There is a massive number of different devices, kits and manufacturers. It is important to note that these are all unequal and there are better ones or poorer ones, depending on one's preferences and priorities. With that said, the piece of equipment depicted in this chapter is presented no because it is being touted as superior, but rather because it happened to expire shortly before the article was written. It happened to be an Argon 20G 6 inch kit.
A needle is a needle, but there are two main design features which make this item particularly suited for its purpose.
The hub contains a channel which is conical in shape, so as to guide the wire towards the entrance of the steel tube. This may seem trivial until one tries to pass a guidewire through a non-Seldinger needle, which has a cylindrical hub.
These are usually at least three or four times as long as the catheter they are meant to pair with, constructed of a steel spring wire with an atraumatic tapered tip.

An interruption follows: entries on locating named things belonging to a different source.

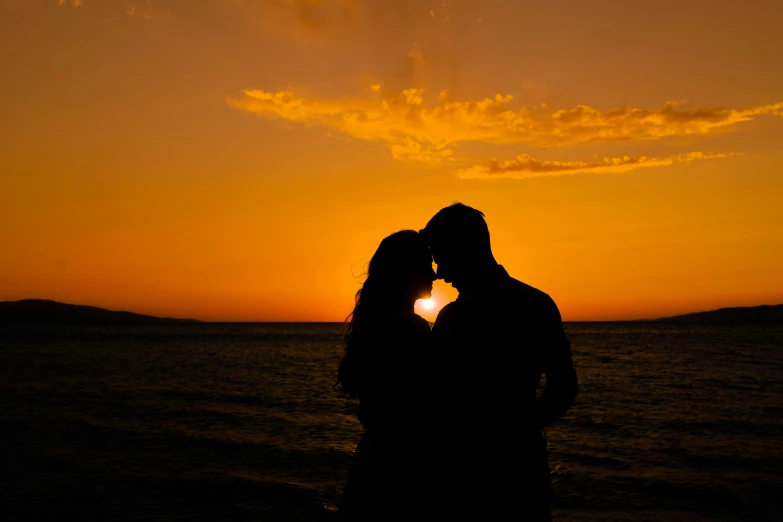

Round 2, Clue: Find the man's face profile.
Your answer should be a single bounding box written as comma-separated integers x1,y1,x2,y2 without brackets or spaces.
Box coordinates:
430,241,461,289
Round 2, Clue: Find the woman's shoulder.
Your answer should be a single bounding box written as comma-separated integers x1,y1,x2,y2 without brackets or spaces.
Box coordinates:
392,312,432,337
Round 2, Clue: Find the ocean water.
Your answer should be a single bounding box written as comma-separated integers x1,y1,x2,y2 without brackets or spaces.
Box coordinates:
0,323,783,521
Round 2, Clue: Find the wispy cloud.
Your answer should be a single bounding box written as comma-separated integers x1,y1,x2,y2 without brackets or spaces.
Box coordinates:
228,85,783,171
457,152,738,179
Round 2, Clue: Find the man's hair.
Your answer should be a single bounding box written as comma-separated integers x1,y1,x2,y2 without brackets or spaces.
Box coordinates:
419,203,492,253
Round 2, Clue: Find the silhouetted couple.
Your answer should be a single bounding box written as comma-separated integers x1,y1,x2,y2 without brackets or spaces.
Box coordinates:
339,203,578,521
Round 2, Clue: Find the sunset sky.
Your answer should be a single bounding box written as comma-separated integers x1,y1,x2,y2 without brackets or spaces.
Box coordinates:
0,0,783,321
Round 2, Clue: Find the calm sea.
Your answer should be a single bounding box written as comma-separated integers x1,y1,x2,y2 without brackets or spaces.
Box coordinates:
0,323,783,522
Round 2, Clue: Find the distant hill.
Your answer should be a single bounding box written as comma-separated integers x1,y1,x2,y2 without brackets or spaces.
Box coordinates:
0,299,199,324
657,305,783,324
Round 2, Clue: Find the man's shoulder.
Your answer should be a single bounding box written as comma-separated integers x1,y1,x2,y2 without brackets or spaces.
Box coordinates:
508,276,555,305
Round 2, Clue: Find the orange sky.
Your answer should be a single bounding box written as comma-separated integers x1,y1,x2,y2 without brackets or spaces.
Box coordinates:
0,0,783,321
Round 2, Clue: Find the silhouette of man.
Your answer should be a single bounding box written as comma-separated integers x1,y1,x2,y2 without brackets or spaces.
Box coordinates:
420,203,578,521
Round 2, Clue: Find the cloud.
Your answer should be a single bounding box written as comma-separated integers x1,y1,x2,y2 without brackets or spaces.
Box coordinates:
457,152,739,179
227,84,783,165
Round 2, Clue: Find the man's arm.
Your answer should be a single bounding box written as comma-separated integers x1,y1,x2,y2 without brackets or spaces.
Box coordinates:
537,298,579,429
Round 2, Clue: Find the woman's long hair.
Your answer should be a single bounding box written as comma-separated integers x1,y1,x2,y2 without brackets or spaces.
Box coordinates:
337,230,427,397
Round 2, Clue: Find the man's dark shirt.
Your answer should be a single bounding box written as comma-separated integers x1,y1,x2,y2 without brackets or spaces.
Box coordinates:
432,266,578,520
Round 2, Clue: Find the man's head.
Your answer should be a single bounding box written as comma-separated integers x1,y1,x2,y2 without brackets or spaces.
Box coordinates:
419,203,496,289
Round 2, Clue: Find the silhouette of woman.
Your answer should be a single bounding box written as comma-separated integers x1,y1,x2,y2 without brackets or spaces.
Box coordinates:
338,230,436,522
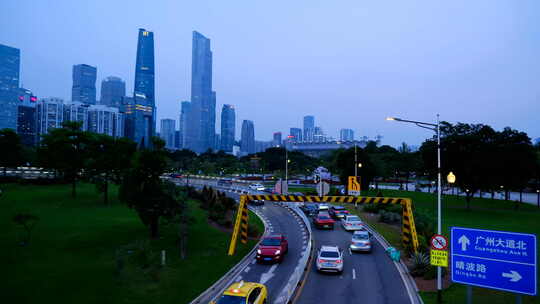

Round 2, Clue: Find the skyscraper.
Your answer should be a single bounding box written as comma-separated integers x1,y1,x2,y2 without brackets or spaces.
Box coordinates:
71,64,97,104
289,128,302,142
178,101,191,149
339,129,354,141
159,119,176,150
272,132,281,147
17,88,37,146
184,31,216,153
240,120,255,155
0,44,21,130
99,76,126,108
304,115,315,142
131,29,156,146
221,105,236,153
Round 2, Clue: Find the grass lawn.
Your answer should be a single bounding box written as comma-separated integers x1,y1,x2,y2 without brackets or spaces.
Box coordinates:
0,184,263,304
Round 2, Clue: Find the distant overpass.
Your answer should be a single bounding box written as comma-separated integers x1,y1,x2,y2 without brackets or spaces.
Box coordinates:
288,140,367,157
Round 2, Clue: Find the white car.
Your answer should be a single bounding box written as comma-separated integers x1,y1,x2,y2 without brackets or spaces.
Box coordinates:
249,184,266,191
341,215,366,231
318,204,330,213
315,246,343,273
349,230,371,252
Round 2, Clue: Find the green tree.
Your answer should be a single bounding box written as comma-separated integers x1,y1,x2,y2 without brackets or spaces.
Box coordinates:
86,134,136,205
120,137,178,239
0,129,24,176
39,121,89,198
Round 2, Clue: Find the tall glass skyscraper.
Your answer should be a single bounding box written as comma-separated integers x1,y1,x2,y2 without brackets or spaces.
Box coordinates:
178,101,191,149
240,120,255,154
184,31,216,153
220,105,236,153
0,44,21,130
99,76,126,108
159,118,176,150
304,115,315,142
71,64,97,104
126,29,156,146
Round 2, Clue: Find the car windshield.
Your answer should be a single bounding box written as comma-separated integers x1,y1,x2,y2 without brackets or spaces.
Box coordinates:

The flexibility of the guidewire is usually limited to its tip. The distal end tends to be quite stiff. It is important not to use the stiff end for arterial cannulation, lest you lacerate something delicate. Because the guidewire is quite thin, the stiff end will easily pass into the soft tissues, giving you the impression that you're in the artery.

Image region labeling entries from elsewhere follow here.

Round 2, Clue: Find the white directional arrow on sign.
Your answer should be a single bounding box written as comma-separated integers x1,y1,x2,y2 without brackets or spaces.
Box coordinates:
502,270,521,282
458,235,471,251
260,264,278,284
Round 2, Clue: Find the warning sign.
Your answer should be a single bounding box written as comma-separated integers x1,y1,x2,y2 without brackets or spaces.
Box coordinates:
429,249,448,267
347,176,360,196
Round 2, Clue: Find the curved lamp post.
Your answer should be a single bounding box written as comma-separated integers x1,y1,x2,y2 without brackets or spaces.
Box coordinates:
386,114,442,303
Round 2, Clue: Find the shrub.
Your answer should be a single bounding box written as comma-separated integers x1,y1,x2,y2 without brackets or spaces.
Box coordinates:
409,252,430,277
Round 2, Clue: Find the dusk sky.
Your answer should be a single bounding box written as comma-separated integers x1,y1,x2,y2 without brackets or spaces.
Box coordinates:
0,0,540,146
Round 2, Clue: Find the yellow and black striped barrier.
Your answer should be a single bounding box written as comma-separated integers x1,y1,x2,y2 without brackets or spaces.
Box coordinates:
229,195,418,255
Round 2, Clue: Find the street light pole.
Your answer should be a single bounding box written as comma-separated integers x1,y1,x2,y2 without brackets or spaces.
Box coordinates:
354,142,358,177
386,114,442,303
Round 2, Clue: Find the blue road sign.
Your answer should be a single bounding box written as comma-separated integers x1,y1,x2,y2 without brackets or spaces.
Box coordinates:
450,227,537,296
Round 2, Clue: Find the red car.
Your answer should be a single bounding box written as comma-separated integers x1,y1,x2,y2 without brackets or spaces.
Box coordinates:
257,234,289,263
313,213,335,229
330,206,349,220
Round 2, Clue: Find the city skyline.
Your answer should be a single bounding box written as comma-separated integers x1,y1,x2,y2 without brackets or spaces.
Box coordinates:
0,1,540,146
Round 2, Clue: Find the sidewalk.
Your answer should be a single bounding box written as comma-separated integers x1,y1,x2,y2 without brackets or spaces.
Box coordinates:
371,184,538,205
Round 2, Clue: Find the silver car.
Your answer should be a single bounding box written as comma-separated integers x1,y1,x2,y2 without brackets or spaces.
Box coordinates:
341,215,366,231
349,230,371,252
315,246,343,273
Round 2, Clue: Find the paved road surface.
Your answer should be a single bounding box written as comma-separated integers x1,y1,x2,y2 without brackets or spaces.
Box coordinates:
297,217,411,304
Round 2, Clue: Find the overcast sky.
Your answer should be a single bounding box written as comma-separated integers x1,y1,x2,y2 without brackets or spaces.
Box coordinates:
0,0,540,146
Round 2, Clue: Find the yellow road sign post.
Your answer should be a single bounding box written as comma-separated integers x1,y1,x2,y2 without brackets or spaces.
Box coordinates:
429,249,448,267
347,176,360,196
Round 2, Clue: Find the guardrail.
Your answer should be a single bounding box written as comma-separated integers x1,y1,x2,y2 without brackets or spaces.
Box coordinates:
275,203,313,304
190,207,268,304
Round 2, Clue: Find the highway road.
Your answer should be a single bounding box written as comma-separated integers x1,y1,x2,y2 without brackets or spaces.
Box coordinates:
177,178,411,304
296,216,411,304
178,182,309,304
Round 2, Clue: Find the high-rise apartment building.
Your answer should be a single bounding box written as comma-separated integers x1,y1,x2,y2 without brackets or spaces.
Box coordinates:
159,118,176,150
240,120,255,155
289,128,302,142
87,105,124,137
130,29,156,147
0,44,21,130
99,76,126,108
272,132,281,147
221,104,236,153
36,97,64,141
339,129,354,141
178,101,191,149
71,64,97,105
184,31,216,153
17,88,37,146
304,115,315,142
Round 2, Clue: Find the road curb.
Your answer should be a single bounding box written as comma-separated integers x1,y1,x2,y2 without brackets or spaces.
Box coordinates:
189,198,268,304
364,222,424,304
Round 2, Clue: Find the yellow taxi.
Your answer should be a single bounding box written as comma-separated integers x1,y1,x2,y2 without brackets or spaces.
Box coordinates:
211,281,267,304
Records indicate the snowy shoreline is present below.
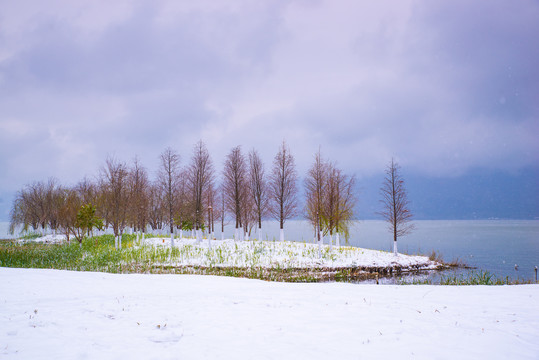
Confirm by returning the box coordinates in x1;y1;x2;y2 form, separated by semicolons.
0;268;539;360
7;235;447;281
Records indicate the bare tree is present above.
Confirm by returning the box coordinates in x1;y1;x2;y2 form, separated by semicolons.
304;150;327;250
214;184;228;240
158;148;180;246
129;157;150;240
223;146;248;240
148;182;165;230
58;188;82;243
249;149;268;240
335;167;357;246
268;141;298;241
379;158;414;255
323;163;357;249
187;140;214;241
101;158;129;249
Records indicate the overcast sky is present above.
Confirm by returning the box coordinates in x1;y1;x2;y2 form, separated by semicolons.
0;0;539;218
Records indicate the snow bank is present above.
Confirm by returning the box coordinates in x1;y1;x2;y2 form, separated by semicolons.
0;268;539;360
140;237;440;269
18;234;67;244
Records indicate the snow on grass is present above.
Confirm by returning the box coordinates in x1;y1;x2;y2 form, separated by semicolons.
0;268;539;360
140;237;440;269
18;234;67;244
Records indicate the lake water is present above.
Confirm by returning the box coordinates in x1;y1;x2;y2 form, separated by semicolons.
0;220;539;280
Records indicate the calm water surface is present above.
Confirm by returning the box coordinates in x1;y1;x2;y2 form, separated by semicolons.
0;220;539;280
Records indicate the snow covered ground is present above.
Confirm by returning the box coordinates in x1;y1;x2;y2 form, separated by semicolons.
0;268;539;360
19;235;440;270
140;238;439;269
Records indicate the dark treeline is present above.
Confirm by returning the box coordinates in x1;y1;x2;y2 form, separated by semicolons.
10;141;384;244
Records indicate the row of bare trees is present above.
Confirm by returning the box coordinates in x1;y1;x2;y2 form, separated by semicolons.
11;141;368;247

Most of these devices will share the same characteristics.
The catheter will always be made of some sort of relatively inert material, will be relatively rigid and kink-resistant in its construction, and will have some sort of feature which enables the user to fasten it securely to the patient (in this case, little "wings" for two suture stitches on either side of the cannula). This happens to be an FEP (fluorinated ethylene propylene) catheter.

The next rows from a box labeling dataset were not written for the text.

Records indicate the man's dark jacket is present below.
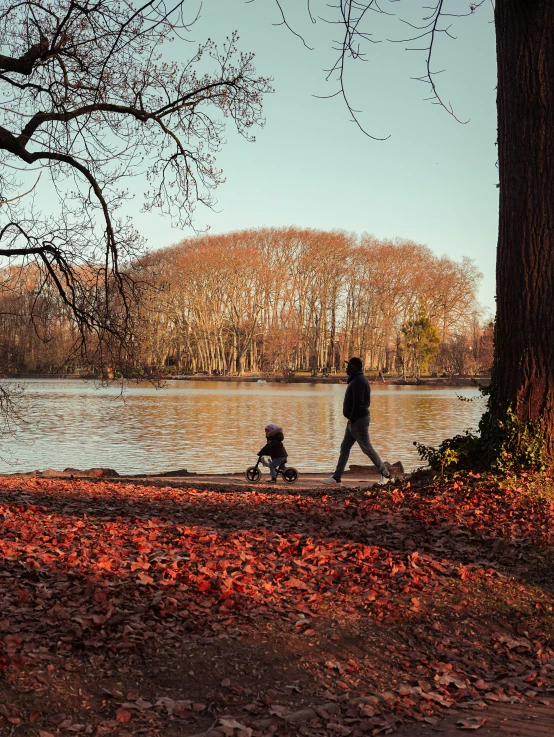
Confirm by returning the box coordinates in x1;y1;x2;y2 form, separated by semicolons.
258;432;288;458
342;371;371;422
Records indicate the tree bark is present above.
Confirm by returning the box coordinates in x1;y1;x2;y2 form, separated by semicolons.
491;0;554;459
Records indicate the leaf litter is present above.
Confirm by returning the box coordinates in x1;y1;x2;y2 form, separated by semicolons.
0;474;554;737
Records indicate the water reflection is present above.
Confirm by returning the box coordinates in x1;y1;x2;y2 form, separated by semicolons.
0;380;483;473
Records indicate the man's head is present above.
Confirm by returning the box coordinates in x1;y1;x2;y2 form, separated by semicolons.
346;356;364;376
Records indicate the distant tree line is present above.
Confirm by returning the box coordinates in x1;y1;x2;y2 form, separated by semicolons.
0;228;492;376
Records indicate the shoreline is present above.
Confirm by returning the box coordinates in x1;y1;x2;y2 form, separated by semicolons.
4;374;490;388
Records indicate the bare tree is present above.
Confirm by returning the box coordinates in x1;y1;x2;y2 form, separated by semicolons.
264;0;554;462
0;0;270;354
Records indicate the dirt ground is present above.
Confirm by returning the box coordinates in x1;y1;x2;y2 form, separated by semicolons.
0;476;554;737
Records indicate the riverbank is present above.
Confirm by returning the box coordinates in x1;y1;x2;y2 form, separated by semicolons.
5;373;490;387
0;474;554;737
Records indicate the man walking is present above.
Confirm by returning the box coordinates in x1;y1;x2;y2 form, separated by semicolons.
323;358;392;486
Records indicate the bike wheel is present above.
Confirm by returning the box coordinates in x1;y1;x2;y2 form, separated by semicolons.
283;466;298;484
245;466;262;483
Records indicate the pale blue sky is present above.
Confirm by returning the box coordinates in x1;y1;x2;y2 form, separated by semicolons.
114;0;498;311
130;0;498;311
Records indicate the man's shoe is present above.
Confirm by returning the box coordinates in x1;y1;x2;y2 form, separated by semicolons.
321;476;342;486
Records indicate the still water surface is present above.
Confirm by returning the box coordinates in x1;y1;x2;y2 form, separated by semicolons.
0;380;483;473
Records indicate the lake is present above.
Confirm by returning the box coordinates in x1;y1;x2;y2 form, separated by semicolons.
0;379;483;473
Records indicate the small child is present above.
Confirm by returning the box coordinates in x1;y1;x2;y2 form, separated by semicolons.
258;422;288;484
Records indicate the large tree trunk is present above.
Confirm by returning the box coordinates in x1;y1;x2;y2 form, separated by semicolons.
491;0;554;459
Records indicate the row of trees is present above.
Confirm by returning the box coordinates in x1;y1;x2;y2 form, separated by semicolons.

20G and 18G catheters are commonly available. The wider 18G catheters are reserved for use with larger arteries, i.e. they are only used to catheterise femoral arteries. This is because the ratio of vessel diameter to catheter diameter is a major determinant of ischaemic and thrombotic complications. The radial artery of an adult has the mean diameter of 2.2mm (cross-sectional area of 3.8 mm2 ) with the wrist in a neutral position; an 18G catheter has an external diameter of 1.27mm with a crossectional area of 1.26 mm2, i.e. it would occupy 33% of the lumen. In contrast, the 20G catheter has an external diameter of 0.9mm (crossectional area of 0.63mm2 ) and would only occupy 16% of the lumen area. The change in flow though the vessel would be significant.
There is little literature to guide catheter length selection. Short (32mm) catheters such as the commonly available peripheral IV cannulae are appropriate for short term periprocedural use - but you wouldn't want them for long term use in awake or lightly sedated patients because of the increased risk of dislodgement. However, no specific recommendations exist regarding the choice of 7.5cm vs. 15cm catheters.